The next day, a Saturday, I was sleepy, ready to break the story, cut my losses and enjoy my remaining time in Stockholm. I took my favorite lap around Södermalm, an island with moored ships and paths in and out of the forest. I had a comfort food dinner at a Swedish meatball restaurant, Köttbullar ät folket.
Then I psyched myself up again. Here is dance music history. Outdoor raves began in Stockholm in the early 1990s, when techno music scenes spread from the UK and other parts of Europe to Sweden, and DJs began packing clubs and cafes such as Dockland and Svaj. It was not‘t always fun: In 1996, the police saw dance music events as havens for illegal drug use and cracked down. (Today, a spokesperson for the Stockholm police says that outdoor raves are legal if organizers get a permit.)
The scene persisted, as Stockholm’s location in forests meant that festivals and other events took off outdoors.

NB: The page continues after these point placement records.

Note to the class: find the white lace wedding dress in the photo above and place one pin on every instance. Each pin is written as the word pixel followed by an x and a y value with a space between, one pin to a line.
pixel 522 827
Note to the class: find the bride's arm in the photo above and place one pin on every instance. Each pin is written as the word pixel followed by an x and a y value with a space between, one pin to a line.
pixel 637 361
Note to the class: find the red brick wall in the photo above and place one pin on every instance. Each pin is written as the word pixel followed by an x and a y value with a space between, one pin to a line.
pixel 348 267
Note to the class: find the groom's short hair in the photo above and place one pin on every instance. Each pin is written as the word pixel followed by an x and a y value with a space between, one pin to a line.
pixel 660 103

During COVID, summer 2020, media reports showed 700 attendees at a forest rave. “It became more normal for people who didn’t‘don’t usually go to raves,” Viivi Hyvonen, 24, told me at the Västbergafest, known as Gården, an annual summer event since 2014. Here DJ duo Bike Thieves mixed obscure American soul and disco tunes with house music. People of all ages danced under the trees – a forty-something guy in a hat and glasses swayed to himself near a fence, and Millberg and his friend Joey joined the scrum of youngsters digging wildly in front of the DJ table.
“Is this good?” Millberg asked me after a while. “Did you get what you needed?”
I nodded as the sky brightened from pitch black to an otherworldly light blue. We could not‘I saw the sunrise, but the party felt like a rebirth, the thump somehow both relaxing and energizing. Millberg continued to dance as I stumbled home around 3:30 on the subway. I woke up just in time for Sunday brunch.